Padre Bruno Spitzl - 59° Reggimento Arciduca Rainer - Salisburgo

Padre Bruno Spitzl - 59° Reggimento Arciduca Rainer - Salisburgo

Ma la durissima prova della Grande Guerra avevano coinvolto anche i Cappellani Militari dell'esercito Austroungarico tra i quali troviamo Padre Bruno Spitzl, Assistente Spirituale dei Rainer del 59° Reggimento di Salisburgo, uno dei reparti più blasonati della Monarchia. Nato a Tepl in Boemia (Diocesi di Praga) il 12 aprile 1887 dalla madre Theresa Hubl e dal padre Anton, commerciante, aveva intrapreso la carriera ecclesiastica seguendo le orme dello zio materno, Padre Bruno Bayerl, Abate del Monastero di Tepl.  Dall’ottobre 1914 al luglio 1918 è Cappellano dell’I.R. 59° Reggimento di Fanteria Rainer di Salisburgo che segue sul fronte italiano e nei tragici inverni sul Monte Cimone. Padre Bruno Spitzl è pluridecorato della Croce al Merito Spirituale di 2^ Classe (nastro bianco e rosso), della “Signum Laudis” con spade in bronzo e con spade in argento (decorazione istituita da Francesco Giuseppe I per meriti di guerra eccezionali), della Croce d’Oro al Merito con spade e dell’Ordine della Croce di Cavaliere di Franz Josef. Padre Bruno sopravvisse alla Grande Guerra ma non dimenticò mai i suoi Rainer caduti in battaglia, in particolare quelli perduti nei drammatici inverni sul Cimone. Molti anni dopo ebbe così a scrivere il 12 aprile 1937 in Vienna:

“E così io, come un commilitone, vi saluto Rainer sopravvissuti, dovunque voi siate; a voi Rainer caduti, che ho tutti davanti e a te, Imperatore, nostra guida e nostro sovrano, dedico con profondo rispetto questo libro, ripensando a voi con onore e fedeltà, ormai diventati col tempo silenziosi e malinconici. Io non ho mai portato il sacrificio eucaristico all'altare senza pensare a voi; spero che anche voi non mi dimentichiate quando la volontà di Dio mi chiamerà nella Grande Armata e quando quella stessa croce, che tanti di voi morendo hanno baciato, riposerà nelle mie mani diventate fredde”.
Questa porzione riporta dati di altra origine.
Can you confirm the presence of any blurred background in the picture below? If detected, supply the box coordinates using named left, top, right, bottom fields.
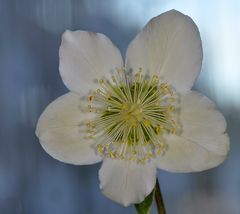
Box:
left=0, top=0, right=240, bottom=214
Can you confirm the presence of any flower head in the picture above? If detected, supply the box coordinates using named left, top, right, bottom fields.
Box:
left=36, top=10, right=229, bottom=206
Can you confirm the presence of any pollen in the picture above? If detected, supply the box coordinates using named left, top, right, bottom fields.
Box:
left=86, top=68, right=179, bottom=164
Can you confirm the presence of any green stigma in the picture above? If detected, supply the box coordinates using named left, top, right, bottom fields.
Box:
left=87, top=68, right=178, bottom=163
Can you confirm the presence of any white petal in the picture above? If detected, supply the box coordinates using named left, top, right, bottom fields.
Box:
left=156, top=135, right=226, bottom=172
left=36, top=92, right=101, bottom=165
left=99, top=158, right=156, bottom=206
left=156, top=92, right=229, bottom=172
left=126, top=10, right=202, bottom=92
left=180, top=91, right=229, bottom=155
left=59, top=30, right=123, bottom=94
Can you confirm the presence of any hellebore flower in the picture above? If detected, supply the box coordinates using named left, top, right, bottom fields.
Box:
left=36, top=10, right=229, bottom=206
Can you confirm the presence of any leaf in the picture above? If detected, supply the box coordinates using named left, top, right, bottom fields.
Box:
left=135, top=188, right=155, bottom=214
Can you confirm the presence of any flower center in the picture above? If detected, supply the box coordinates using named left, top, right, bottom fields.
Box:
left=87, top=68, right=178, bottom=163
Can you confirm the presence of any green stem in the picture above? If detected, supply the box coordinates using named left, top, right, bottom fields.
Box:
left=155, top=179, right=166, bottom=214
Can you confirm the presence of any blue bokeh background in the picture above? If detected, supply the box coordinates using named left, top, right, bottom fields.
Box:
left=0, top=0, right=240, bottom=214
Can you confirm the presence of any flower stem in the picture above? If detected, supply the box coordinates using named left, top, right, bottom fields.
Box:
left=155, top=179, right=166, bottom=214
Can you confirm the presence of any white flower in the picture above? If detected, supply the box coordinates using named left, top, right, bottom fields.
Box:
left=36, top=10, right=229, bottom=206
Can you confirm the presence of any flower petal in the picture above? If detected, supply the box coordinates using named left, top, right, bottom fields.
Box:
left=126, top=10, right=202, bottom=91
left=99, top=158, right=156, bottom=206
left=36, top=92, right=101, bottom=165
left=156, top=92, right=229, bottom=172
left=59, top=30, right=123, bottom=94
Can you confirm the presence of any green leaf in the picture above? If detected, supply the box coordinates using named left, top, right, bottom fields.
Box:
left=135, top=188, right=155, bottom=214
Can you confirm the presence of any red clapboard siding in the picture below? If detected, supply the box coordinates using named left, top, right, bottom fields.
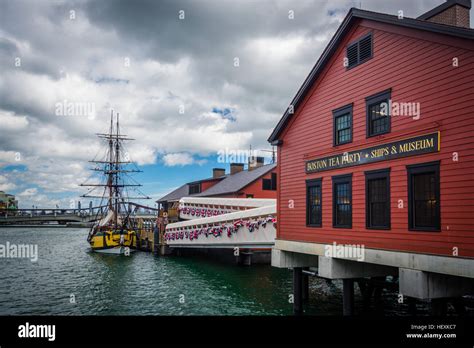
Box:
left=277, top=20, right=474, bottom=257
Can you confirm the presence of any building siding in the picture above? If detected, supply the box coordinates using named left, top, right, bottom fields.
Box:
left=277, top=20, right=474, bottom=257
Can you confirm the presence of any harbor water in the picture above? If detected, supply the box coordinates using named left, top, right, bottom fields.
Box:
left=0, top=227, right=425, bottom=316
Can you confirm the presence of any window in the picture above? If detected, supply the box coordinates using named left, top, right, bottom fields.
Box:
left=365, top=90, right=391, bottom=137
left=262, top=173, right=277, bottom=191
left=407, top=162, right=441, bottom=231
left=346, top=33, right=373, bottom=69
left=332, top=174, right=352, bottom=228
left=306, top=179, right=323, bottom=227
left=272, top=173, right=276, bottom=191
left=262, top=179, right=272, bottom=190
left=365, top=169, right=390, bottom=229
left=189, top=183, right=201, bottom=195
left=332, top=104, right=352, bottom=146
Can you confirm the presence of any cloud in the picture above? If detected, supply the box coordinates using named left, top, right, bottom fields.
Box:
left=162, top=152, right=206, bottom=167
left=0, top=0, right=460, bottom=207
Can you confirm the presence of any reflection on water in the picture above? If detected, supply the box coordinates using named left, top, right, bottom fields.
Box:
left=0, top=228, right=438, bottom=315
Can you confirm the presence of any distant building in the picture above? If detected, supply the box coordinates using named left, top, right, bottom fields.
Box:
left=156, top=157, right=277, bottom=222
left=0, top=191, right=18, bottom=209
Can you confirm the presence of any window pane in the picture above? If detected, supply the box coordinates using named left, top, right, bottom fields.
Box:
left=335, top=183, right=351, bottom=226
left=367, top=178, right=390, bottom=227
left=369, top=100, right=390, bottom=135
left=308, top=185, right=321, bottom=225
left=413, top=173, right=439, bottom=227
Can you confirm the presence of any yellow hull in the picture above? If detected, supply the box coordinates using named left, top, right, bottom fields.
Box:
left=89, top=230, right=137, bottom=251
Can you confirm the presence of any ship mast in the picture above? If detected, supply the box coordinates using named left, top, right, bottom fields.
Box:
left=81, top=110, right=150, bottom=229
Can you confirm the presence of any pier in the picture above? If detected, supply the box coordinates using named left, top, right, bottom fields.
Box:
left=164, top=197, right=276, bottom=265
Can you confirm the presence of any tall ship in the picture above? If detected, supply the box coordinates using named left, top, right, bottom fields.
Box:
left=81, top=111, right=150, bottom=254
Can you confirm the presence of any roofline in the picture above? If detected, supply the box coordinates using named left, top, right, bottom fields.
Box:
left=416, top=0, right=471, bottom=20
left=186, top=174, right=227, bottom=185
left=193, top=163, right=276, bottom=197
left=267, top=7, right=474, bottom=144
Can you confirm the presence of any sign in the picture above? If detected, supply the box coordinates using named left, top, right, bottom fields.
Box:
left=306, top=132, right=440, bottom=173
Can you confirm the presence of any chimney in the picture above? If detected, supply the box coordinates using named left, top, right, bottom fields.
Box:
left=230, top=163, right=244, bottom=175
left=249, top=156, right=264, bottom=171
left=212, top=168, right=225, bottom=179
left=417, top=0, right=471, bottom=28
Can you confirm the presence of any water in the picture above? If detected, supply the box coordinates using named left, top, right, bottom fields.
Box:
left=0, top=228, right=430, bottom=315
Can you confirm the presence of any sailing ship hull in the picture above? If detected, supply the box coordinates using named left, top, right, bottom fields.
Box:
left=89, top=230, right=137, bottom=254
left=92, top=246, right=135, bottom=255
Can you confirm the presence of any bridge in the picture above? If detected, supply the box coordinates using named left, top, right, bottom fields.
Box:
left=164, top=197, right=276, bottom=249
left=0, top=203, right=156, bottom=226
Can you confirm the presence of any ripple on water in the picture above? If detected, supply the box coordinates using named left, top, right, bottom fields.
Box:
left=0, top=228, right=444, bottom=315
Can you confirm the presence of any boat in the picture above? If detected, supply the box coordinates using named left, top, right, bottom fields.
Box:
left=81, top=111, right=150, bottom=255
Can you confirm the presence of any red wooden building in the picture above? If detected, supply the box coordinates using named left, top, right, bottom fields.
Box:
left=269, top=0, right=474, bottom=314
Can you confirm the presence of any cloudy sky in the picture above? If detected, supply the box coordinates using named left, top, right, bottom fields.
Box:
left=0, top=0, right=462, bottom=207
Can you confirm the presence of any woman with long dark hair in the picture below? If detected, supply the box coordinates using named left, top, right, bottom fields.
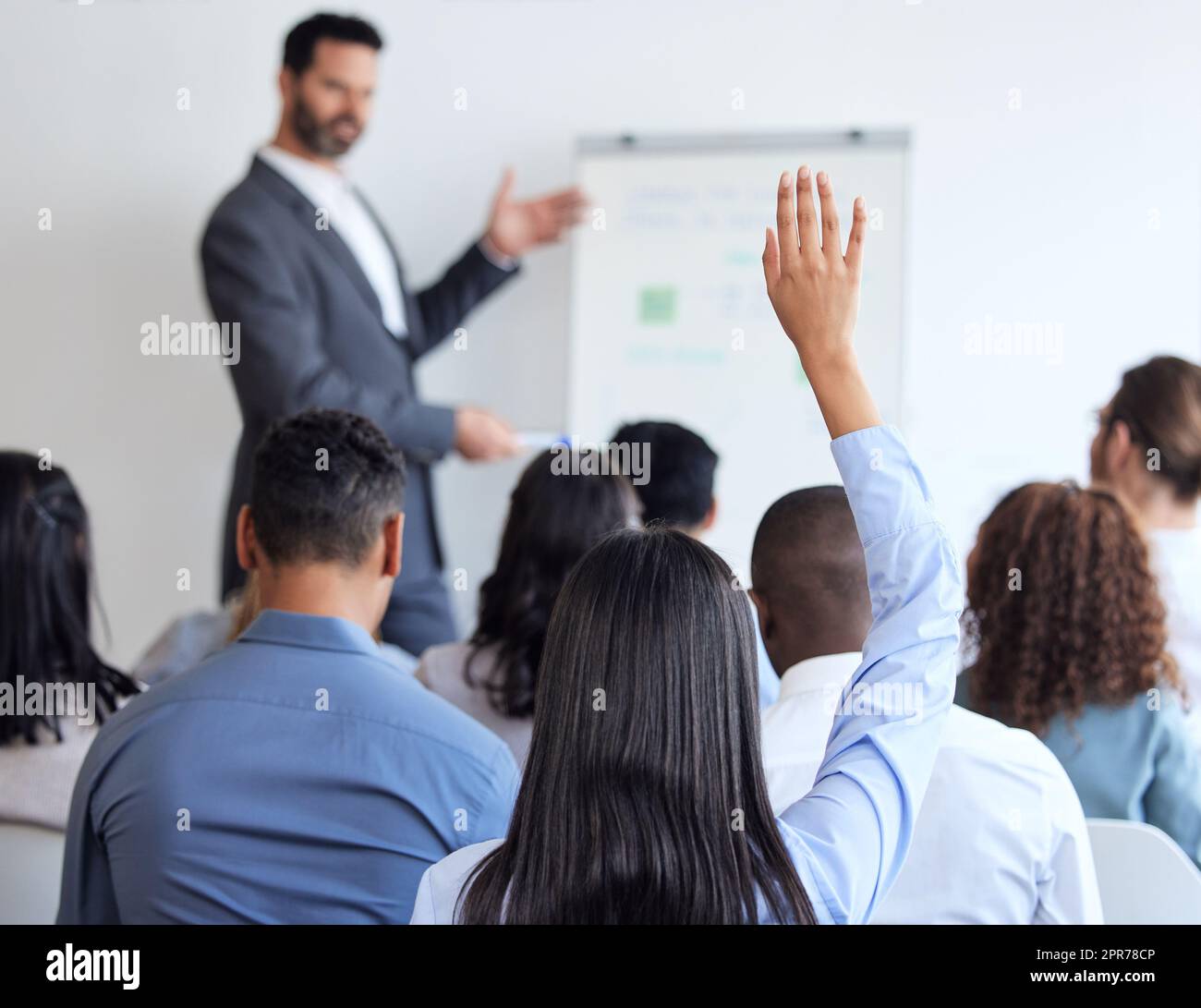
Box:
left=0, top=452, right=137, bottom=829
left=1089, top=357, right=1201, bottom=743
left=417, top=447, right=639, bottom=764
left=964, top=483, right=1201, bottom=861
left=413, top=168, right=962, bottom=924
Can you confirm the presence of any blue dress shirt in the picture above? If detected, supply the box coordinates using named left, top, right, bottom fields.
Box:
left=59, top=609, right=519, bottom=924
left=412, top=427, right=964, bottom=924
left=1042, top=687, right=1201, bottom=865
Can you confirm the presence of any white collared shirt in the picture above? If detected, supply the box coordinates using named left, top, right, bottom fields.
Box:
left=259, top=144, right=408, bottom=339
left=763, top=652, right=1101, bottom=924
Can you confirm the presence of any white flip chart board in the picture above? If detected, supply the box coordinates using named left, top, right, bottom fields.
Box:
left=568, top=132, right=908, bottom=577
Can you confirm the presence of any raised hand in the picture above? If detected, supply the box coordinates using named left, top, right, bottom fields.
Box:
left=487, top=169, right=588, bottom=259
left=763, top=165, right=880, bottom=437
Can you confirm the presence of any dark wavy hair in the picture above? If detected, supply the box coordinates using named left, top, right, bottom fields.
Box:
left=964, top=481, right=1181, bottom=735
left=0, top=452, right=139, bottom=745
left=456, top=525, right=814, bottom=924
left=1094, top=357, right=1201, bottom=501
left=464, top=449, right=639, bottom=717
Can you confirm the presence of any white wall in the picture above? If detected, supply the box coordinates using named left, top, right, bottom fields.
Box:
left=0, top=0, right=1201, bottom=662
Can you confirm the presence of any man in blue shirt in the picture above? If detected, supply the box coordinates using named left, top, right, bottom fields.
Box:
left=59, top=409, right=519, bottom=924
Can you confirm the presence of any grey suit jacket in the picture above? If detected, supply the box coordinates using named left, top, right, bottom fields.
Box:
left=200, top=157, right=516, bottom=596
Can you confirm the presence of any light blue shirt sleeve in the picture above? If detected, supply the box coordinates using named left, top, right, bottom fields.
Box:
left=1144, top=696, right=1201, bottom=865
left=780, top=427, right=964, bottom=924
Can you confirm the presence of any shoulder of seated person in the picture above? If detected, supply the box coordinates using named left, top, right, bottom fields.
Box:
left=430, top=837, right=504, bottom=904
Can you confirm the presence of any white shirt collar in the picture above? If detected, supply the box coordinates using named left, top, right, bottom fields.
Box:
left=259, top=143, right=351, bottom=205
left=780, top=651, right=864, bottom=699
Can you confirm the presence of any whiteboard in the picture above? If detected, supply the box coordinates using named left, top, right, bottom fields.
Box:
left=567, top=132, right=908, bottom=583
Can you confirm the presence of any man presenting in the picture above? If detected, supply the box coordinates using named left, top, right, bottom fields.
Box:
left=200, top=15, right=584, bottom=655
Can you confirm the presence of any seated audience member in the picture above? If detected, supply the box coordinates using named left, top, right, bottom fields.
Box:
left=1090, top=357, right=1201, bottom=741
left=417, top=449, right=639, bottom=764
left=59, top=409, right=519, bottom=924
left=961, top=483, right=1201, bottom=861
left=0, top=452, right=139, bottom=829
left=613, top=420, right=780, bottom=707
left=751, top=487, right=1101, bottom=924
left=413, top=169, right=962, bottom=924
left=132, top=571, right=417, bottom=686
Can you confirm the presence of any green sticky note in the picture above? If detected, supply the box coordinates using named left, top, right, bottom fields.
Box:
left=637, top=287, right=676, bottom=325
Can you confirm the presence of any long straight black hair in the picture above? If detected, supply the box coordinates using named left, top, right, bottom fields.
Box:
left=456, top=524, right=814, bottom=924
left=464, top=451, right=640, bottom=717
left=0, top=452, right=139, bottom=745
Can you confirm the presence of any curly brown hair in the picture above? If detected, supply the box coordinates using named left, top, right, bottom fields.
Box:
left=964, top=481, right=1181, bottom=735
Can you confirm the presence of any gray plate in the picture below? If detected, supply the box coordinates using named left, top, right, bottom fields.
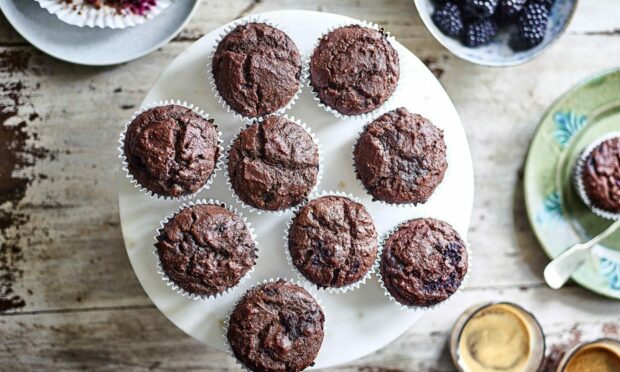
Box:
left=0, top=0, right=199, bottom=66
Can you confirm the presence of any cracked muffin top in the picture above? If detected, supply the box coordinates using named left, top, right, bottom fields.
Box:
left=212, top=23, right=301, bottom=118
left=380, top=218, right=468, bottom=307
left=226, top=280, right=325, bottom=372
left=124, top=105, right=220, bottom=197
left=228, top=116, right=319, bottom=211
left=288, top=196, right=378, bottom=288
left=155, top=204, right=257, bottom=296
left=581, top=137, right=620, bottom=213
left=310, top=25, right=400, bottom=115
left=353, top=108, right=448, bottom=204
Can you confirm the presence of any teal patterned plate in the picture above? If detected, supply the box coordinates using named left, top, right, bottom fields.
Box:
left=525, top=69, right=620, bottom=299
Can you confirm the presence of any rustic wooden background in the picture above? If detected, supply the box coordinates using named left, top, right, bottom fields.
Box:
left=0, top=0, right=620, bottom=372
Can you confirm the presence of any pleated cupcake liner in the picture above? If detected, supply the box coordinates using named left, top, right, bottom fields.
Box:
left=302, top=20, right=407, bottom=120
left=223, top=115, right=323, bottom=216
left=283, top=191, right=380, bottom=294
left=153, top=199, right=258, bottom=301
left=207, top=16, right=306, bottom=123
left=375, top=217, right=473, bottom=313
left=573, top=131, right=620, bottom=220
left=222, top=277, right=327, bottom=372
left=35, top=0, right=172, bottom=29
left=118, top=100, right=224, bottom=201
left=351, top=115, right=450, bottom=208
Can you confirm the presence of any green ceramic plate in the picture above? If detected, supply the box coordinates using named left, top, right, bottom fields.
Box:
left=525, top=69, right=620, bottom=299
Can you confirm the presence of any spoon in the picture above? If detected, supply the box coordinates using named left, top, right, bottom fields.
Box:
left=544, top=219, right=620, bottom=289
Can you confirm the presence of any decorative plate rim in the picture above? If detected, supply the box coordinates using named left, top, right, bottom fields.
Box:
left=522, top=67, right=620, bottom=300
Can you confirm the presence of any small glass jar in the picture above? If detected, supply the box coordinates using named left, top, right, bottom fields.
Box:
left=450, top=302, right=545, bottom=372
left=557, top=338, right=620, bottom=372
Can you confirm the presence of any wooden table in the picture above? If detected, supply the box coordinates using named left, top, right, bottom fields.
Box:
left=0, top=0, right=620, bottom=372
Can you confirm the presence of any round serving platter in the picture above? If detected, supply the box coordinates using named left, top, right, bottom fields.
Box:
left=524, top=69, right=620, bottom=299
left=119, top=11, right=474, bottom=368
left=0, top=0, right=199, bottom=66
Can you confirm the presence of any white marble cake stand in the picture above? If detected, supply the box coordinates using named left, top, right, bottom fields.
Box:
left=119, top=11, right=474, bottom=368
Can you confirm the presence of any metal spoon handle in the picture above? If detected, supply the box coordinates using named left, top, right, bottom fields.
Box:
left=544, top=220, right=620, bottom=289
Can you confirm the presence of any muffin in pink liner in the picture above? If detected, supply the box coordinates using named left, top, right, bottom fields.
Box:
left=119, top=101, right=223, bottom=200
left=35, top=0, right=172, bottom=29
left=154, top=200, right=258, bottom=300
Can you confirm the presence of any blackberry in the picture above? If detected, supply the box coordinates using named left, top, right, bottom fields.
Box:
left=513, top=3, right=549, bottom=49
left=463, top=18, right=498, bottom=47
left=431, top=2, right=463, bottom=37
left=497, top=0, right=527, bottom=19
left=530, top=0, right=555, bottom=10
left=463, top=0, right=499, bottom=18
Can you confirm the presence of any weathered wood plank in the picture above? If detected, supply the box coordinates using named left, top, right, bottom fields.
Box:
left=0, top=288, right=620, bottom=372
left=0, top=0, right=620, bottom=371
left=4, top=29, right=620, bottom=310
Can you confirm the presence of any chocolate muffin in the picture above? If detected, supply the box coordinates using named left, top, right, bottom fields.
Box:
left=226, top=280, right=325, bottom=372
left=228, top=116, right=319, bottom=211
left=353, top=108, right=448, bottom=204
left=124, top=105, right=220, bottom=197
left=288, top=196, right=378, bottom=288
left=212, top=23, right=301, bottom=118
left=310, top=25, right=400, bottom=115
left=155, top=204, right=257, bottom=296
left=581, top=137, right=620, bottom=213
left=380, top=218, right=468, bottom=307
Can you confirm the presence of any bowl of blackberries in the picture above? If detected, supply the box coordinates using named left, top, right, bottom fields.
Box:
left=414, top=0, right=577, bottom=66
Alla sua morte, avvenuta il 7 febbraio del 1962, il necrologio di Padre Bruno reciterà:

Viene affidato alle preghiere dei fedeli

il Reverendo

Padre Bruno Spitzl dell'Ordine di San Benedetto 

Decano di Reggimento di Fanteria,

Sacerdote di pellegrinaggio a Maria Plain,

festeggiato l'anniversario degli ordini sacri e del sacerdozio,

dopo aver ricevuto il SS. Sacramento,

 il Signore lo ha chiamato nella Patria eterna

il 7 febbraio 1962, a 75 anni.

Riposi in pace.

“Ho combattuto la buona battaglia, ho terminato la corsa, ho conservato la fede. Ora mi resta solo la corona di giustizia che il Signore, giusto giudice, mi consegnerà in quel giorno; e non solo a me, ma anche a tutti coloro che attendono con amore la sua manifestazione”.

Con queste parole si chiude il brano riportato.